Malgré son âge avancé, faisant d’elle un dinosaure dans le cycle de vie habituel d’une automobile, la berline américaine a su se passer de la crème antiride. C’est le cas avec la dernière mouture, qui s’accompagne d’une inédite et attirante version Plaid surpuissante. C’est elle qui a fait la une de l’actualité et allumé notre journaliste Maxime, qui s’est empressé d’aller l’essayer à Los Angeles. Moins médiatique, la version Grande Autonomie, toujours disponible au catalogue, profite d’évolutions moins poussées. Une raison pour s’en désintéresser ? Pour nous en assurer avant son arrivée chez nous, c’est elle que nous avons décidé d’essayer en avant-première sur la Pacific Coast Highway, en direction du sud de San Francisco.

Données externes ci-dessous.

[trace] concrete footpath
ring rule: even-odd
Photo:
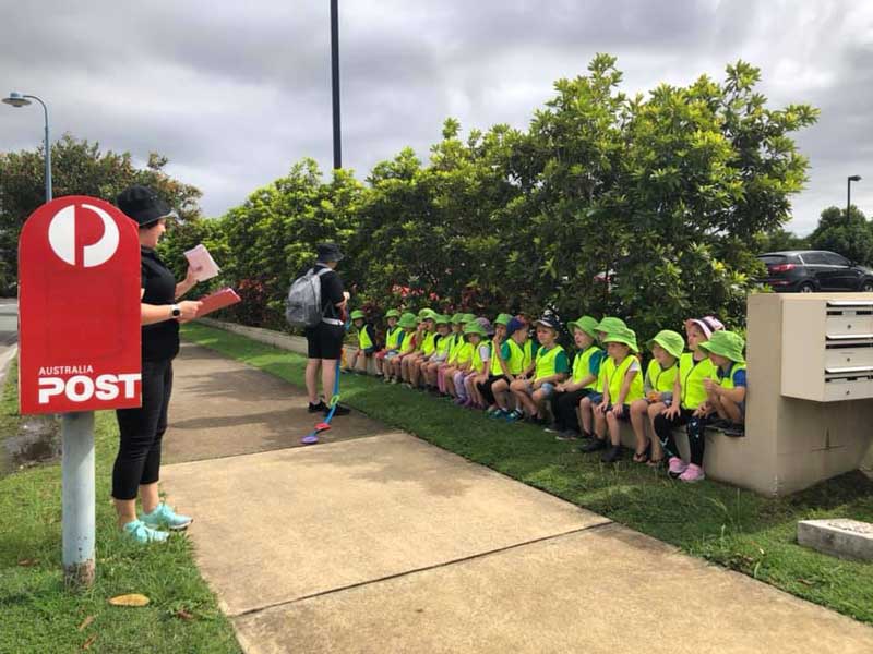
[[[250,654],[873,652],[869,627],[360,414],[300,447],[314,422],[183,346],[163,487]]]

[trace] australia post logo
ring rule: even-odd
[[[103,235],[95,243],[83,245],[81,253],[77,253],[76,214],[84,210],[93,211],[99,217],[103,222]],[[68,205],[55,214],[48,223],[48,243],[52,252],[71,266],[80,265],[85,268],[101,266],[112,258],[118,250],[118,240],[119,232],[115,220],[107,211],[92,204]]]
[[[22,413],[140,405],[140,244],[107,202],[39,207],[19,243]]]

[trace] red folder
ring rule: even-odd
[[[206,314],[211,314],[219,308],[225,308],[226,306],[236,304],[237,302],[240,302],[240,300],[241,298],[237,295],[234,289],[230,288],[210,293],[208,295],[200,299],[200,302],[203,304],[201,305],[200,311],[198,311],[198,317],[202,318]]]

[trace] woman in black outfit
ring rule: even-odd
[[[166,221],[175,214],[145,186],[131,186],[117,199],[140,228],[142,268],[142,407],[116,411],[121,440],[112,469],[112,498],[122,531],[139,543],[163,542],[168,533],[183,530],[191,518],[179,516],[158,497],[160,439],[167,429],[167,407],[172,392],[172,359],[179,353],[179,324],[196,317],[200,302],[176,300],[196,283],[188,268],[184,281],[172,274],[155,253]],[[143,514],[136,517],[136,495]]]

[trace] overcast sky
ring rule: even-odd
[[[339,0],[343,162],[360,179],[443,120],[526,128],[553,82],[596,52],[623,89],[723,77],[744,59],[772,107],[809,102],[810,183],[789,228],[852,201],[873,214],[873,2],[864,0]],[[301,157],[332,165],[328,0],[0,0],[0,93],[43,97],[55,137],[150,150],[217,216]],[[0,106],[0,150],[34,148],[38,108]]]

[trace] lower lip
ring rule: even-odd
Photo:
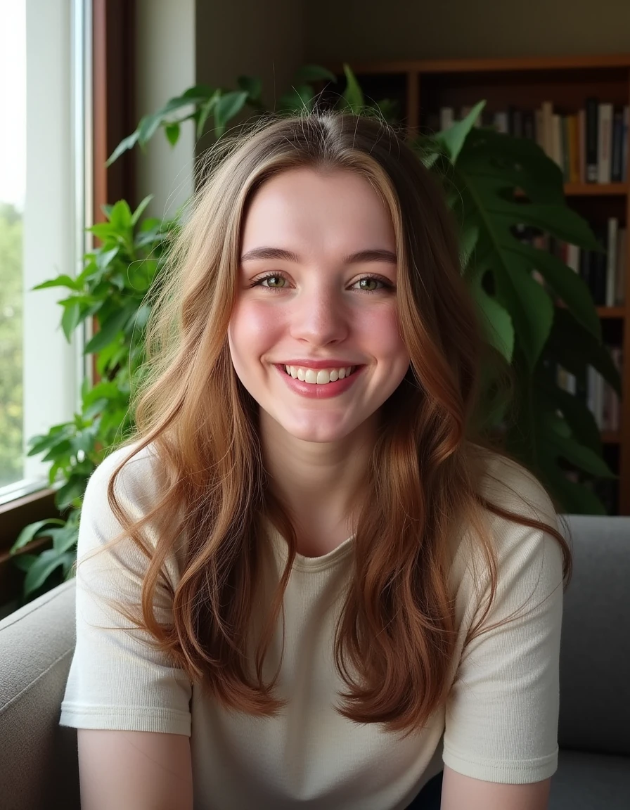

Considérée comme l’une des plus belles routes du monde et presque aussi mythique que la « 66 » pour les sensibles à la conquête de nouveaux horizons, elle est un terrain de choix pour mettre en lumière les nouvelles spécificités de la berline lors d’un road trip au pays de l’Oncle Sam. Cette monture n’est pourtant pas le choix naturel des touristes, qui préfèreront opter pour des Mustang ou Camaro cabriolets. Et ce, quel que soit le moteur, du moment que ça a suffisamment de la gueule pour donner de la puissance aux photos Instagram, avec des poses loufoques entre leur monture et les panoramas idylliques du coin.

Secret de jouvence

De la gueule, la nouvelle Model S en a à revendre. On appréciera ou non cette triste configuration full-black de ce modèle d’essai, d’autant plus renforcée par la disparition des chromes latéraux et, plus récemment, de la baguette de coffre avec les nouvelles optiques. Rien ne la distingue ou presque de la Plaid, qui se différencie seulement par un logo spécifique et un spoiler sur la malle. Pour le reste, on y retrouve sa nouvelle identité visuelle avec un bouclier avant inédit, des hanches élargies et un diffuseur redessiné. Comme le bon vin, elle se bonifie avec l’âge : les stylistes de la marque semblent lui avoir trouvé la gueule qu’elle aurait dû avoir depuis longtemps. Difficile toutefois d’apprécier les jantes Tempest de 19 pouces, aussi sexy que des enjoliveurs du rayon auto d’un Walmart du coin.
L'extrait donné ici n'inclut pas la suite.